Anthropic's system: single-machine, lock-file gated. Two terminals on the same machine can't even run memory consolidation simultaneously.
Problem 3: Knowledge should get smarter, not just bigger. Memory without learning is just storage.
Our solution: a behavioral evolution pipeline. A ledger tracks every win and every mistake with pattern identifiers. When patterns recur 3+ times, they promote to soul directives — permanent behavioral rules. We have 592 ledger entries feeding 26 active directives, including one that restructured how we handle risk assessment after the same mistake pattern appeared four times.
Anthropic's system: no learning loop. No concept of mistakes, wins, or pattern-to-behavior promotion.
Problem 4: Context fills up with stale tool output. Every SQL result, every file read — it sits in context even after you've extracted the one sentence that matters.

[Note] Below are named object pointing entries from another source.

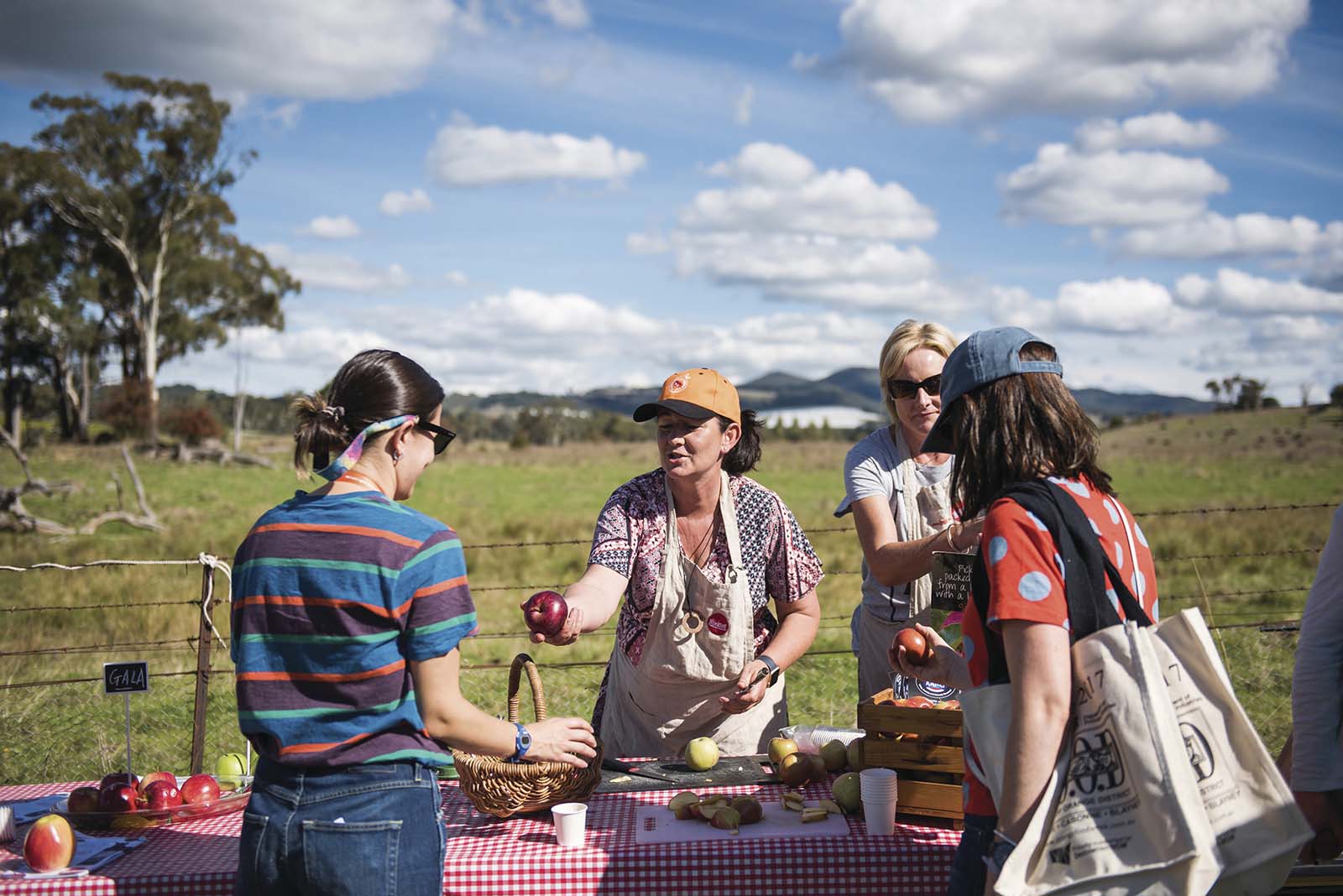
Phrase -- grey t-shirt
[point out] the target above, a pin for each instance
(1316, 706)
(870, 468)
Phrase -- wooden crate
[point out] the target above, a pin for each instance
(930, 773)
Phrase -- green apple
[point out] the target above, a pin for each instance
(702, 754)
(230, 770)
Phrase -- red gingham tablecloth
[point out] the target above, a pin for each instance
(519, 856)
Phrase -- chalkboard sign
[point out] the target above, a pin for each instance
(951, 580)
(125, 678)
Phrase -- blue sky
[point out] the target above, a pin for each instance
(559, 195)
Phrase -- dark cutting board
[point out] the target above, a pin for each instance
(731, 770)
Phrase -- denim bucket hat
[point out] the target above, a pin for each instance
(982, 358)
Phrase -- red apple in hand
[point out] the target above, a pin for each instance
(161, 794)
(546, 612)
(917, 649)
(118, 797)
(50, 844)
(82, 800)
(199, 789)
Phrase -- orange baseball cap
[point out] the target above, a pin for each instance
(698, 393)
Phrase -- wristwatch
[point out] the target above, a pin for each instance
(998, 853)
(772, 667)
(523, 743)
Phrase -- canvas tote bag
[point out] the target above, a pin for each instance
(1256, 824)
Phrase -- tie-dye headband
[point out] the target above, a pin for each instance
(348, 457)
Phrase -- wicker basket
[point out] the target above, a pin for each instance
(501, 788)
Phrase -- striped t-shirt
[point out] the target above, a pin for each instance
(332, 597)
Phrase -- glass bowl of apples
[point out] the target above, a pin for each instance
(123, 802)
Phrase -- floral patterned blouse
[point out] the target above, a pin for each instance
(631, 531)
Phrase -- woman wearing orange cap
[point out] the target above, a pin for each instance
(698, 550)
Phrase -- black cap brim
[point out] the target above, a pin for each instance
(939, 441)
(684, 408)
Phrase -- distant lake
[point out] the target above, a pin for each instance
(839, 416)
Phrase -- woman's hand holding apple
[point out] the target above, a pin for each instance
(944, 667)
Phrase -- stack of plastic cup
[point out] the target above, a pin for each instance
(879, 800)
(570, 822)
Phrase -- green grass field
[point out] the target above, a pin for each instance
(1240, 568)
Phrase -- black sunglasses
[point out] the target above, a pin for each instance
(908, 388)
(441, 436)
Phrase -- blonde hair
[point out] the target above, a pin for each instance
(910, 334)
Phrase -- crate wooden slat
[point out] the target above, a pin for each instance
(917, 757)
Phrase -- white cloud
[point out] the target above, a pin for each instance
(340, 227)
(1239, 293)
(802, 233)
(465, 154)
(782, 192)
(943, 60)
(1119, 305)
(742, 110)
(1146, 132)
(337, 271)
(1212, 235)
(566, 13)
(395, 203)
(286, 114)
(1110, 188)
(302, 49)
(1116, 306)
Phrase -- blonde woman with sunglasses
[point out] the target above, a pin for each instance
(899, 497)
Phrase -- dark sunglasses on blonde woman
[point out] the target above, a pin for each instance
(441, 436)
(908, 388)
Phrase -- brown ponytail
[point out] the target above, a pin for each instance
(374, 385)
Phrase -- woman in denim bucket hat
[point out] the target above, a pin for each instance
(1014, 427)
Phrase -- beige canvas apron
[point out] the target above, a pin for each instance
(700, 638)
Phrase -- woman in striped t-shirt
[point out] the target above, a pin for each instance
(347, 615)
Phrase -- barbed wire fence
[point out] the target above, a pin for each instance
(51, 695)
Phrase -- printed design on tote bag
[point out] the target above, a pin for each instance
(1199, 752)
(1098, 765)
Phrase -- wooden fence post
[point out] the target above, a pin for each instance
(198, 726)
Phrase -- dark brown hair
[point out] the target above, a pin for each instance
(745, 454)
(1020, 428)
(374, 385)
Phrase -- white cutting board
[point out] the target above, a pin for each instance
(657, 826)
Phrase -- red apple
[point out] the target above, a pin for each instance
(917, 651)
(546, 612)
(199, 789)
(118, 777)
(50, 844)
(82, 800)
(118, 797)
(152, 777)
(161, 794)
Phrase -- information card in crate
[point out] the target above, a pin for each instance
(922, 741)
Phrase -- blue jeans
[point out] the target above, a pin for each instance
(967, 866)
(358, 829)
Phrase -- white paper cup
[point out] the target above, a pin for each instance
(570, 822)
(880, 815)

Our solution: progressive context cleaning. Write conclusions to the database immediately. Delegate heavy exploration to sub-agents whose context is separate. Read surgically. Anthropic built "context editing" that clears stale results when you're running out of room. We clean as we go so we never get there.

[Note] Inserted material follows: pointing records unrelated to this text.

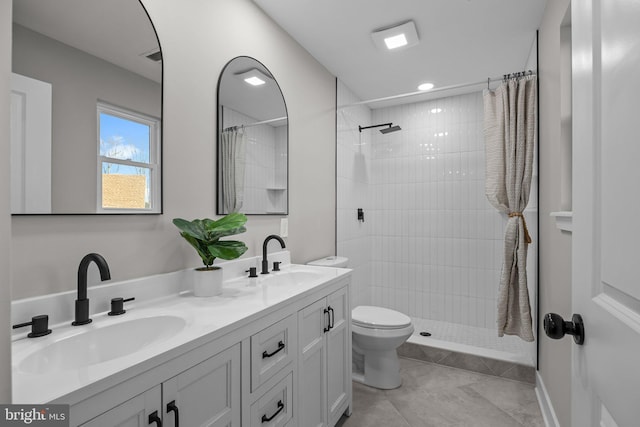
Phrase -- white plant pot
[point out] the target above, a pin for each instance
(207, 283)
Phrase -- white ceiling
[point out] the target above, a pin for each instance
(461, 41)
(118, 31)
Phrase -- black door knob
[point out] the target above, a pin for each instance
(556, 327)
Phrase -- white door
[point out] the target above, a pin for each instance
(606, 205)
(30, 145)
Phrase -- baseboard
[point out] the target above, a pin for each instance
(546, 407)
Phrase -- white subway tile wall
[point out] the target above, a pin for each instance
(265, 173)
(431, 245)
(437, 241)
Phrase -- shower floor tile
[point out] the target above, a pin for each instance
(436, 395)
(472, 340)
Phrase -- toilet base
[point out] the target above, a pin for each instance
(381, 370)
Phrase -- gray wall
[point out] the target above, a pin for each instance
(5, 218)
(555, 246)
(198, 38)
(78, 80)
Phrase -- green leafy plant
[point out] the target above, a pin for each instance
(205, 234)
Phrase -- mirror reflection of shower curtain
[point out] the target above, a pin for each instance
(233, 143)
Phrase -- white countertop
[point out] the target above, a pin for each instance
(242, 301)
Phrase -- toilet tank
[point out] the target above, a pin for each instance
(331, 261)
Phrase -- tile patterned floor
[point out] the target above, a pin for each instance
(433, 395)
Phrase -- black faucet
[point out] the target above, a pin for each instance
(265, 263)
(82, 303)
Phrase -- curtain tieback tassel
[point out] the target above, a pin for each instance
(527, 237)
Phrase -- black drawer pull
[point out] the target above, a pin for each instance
(280, 348)
(266, 419)
(332, 317)
(171, 407)
(154, 418)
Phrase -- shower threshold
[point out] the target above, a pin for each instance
(471, 348)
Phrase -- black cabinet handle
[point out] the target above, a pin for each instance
(171, 407)
(332, 317)
(327, 321)
(266, 419)
(280, 348)
(154, 418)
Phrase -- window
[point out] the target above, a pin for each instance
(128, 161)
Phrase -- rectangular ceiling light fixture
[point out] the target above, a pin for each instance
(398, 36)
(254, 77)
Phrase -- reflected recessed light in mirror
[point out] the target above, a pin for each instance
(254, 81)
(254, 77)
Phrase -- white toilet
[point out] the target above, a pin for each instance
(376, 332)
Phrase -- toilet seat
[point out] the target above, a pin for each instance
(371, 317)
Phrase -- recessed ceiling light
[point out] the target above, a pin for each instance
(254, 77)
(396, 37)
(254, 81)
(395, 42)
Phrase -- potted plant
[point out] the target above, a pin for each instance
(204, 235)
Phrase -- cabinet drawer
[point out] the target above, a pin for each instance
(275, 407)
(271, 350)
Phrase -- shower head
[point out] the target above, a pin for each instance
(389, 128)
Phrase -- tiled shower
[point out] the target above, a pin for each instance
(430, 245)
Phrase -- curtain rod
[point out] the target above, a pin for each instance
(440, 89)
(264, 122)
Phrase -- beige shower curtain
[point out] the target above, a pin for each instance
(232, 144)
(510, 129)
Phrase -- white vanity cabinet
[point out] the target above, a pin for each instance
(207, 394)
(324, 361)
(287, 365)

Problem 5: The knowledge graph needs maintenance. Memories decay, duplicates accumulate, edges weaken.
Our solution: conn_mind_dream() — a single-call consolidation pipeline that runs heat decay on stale nodes, detects and merges near-duplicate entries, enriches semantic edges between related knowledge, and prunes dead weight. Anthropic's Auto Dream does consolidation too, but on flat files with no scoring, no edges, and no merge logic.
The Pattern That Matters
This isn't about us vs. Anthropic. They have thousands of engineers and we have a two-entity team operating out of a home office in Fort Collins.
The pattern is: high-frequency practitioners hit problems before product teams.
Product teams build for the median user. The median user doesn't run multiple terminals simultaneously, doesn't need a knowledge graph, doesn't generate 600 learning-loop entries. So the product ships flat files and 200-line indexes and that's fine for most people.
But the practitioners at the edge — the ones using these tools 60+ hours a week to build real systems — they discover the limitations months before anyone else. And if they're building instead of just complaining, they solve them too.
We solved multi-session persistence before Anthropic shipped it. We solved ranked retrieval before they shipped an index. We solved behavioral learning loops and they still haven't shipped one. We solved progressive context cleaning and they're just now shipping reactive context editing.
Why This Should Continue
The labs will always catch up. They have the resources, the distribution, the scale. That's fine. The value isn't in being permanently ahead — it's in being the early signal.
If you're a practitioner running into limitations with your AI tools, you're not failing. You're scouting. The problems you're hitting today are the features that ship in 6 months.
Document what you build. The solutions matter, but the pattern recognition — knowing which problems are real before they're obvious — that's the durable advantage.
We'll keep building. We'll keep hitting walls before they're mapped. And when the next feature announcement lands, we'll compare notes again.
Rory Teehan is a builder who runs AI systems across product development, infrastructure, and operations. Conn is his AI operational manager, persistent across sessions via a custom Supabase-backed knowledge graph. They work out of Fort Collins, Colorado.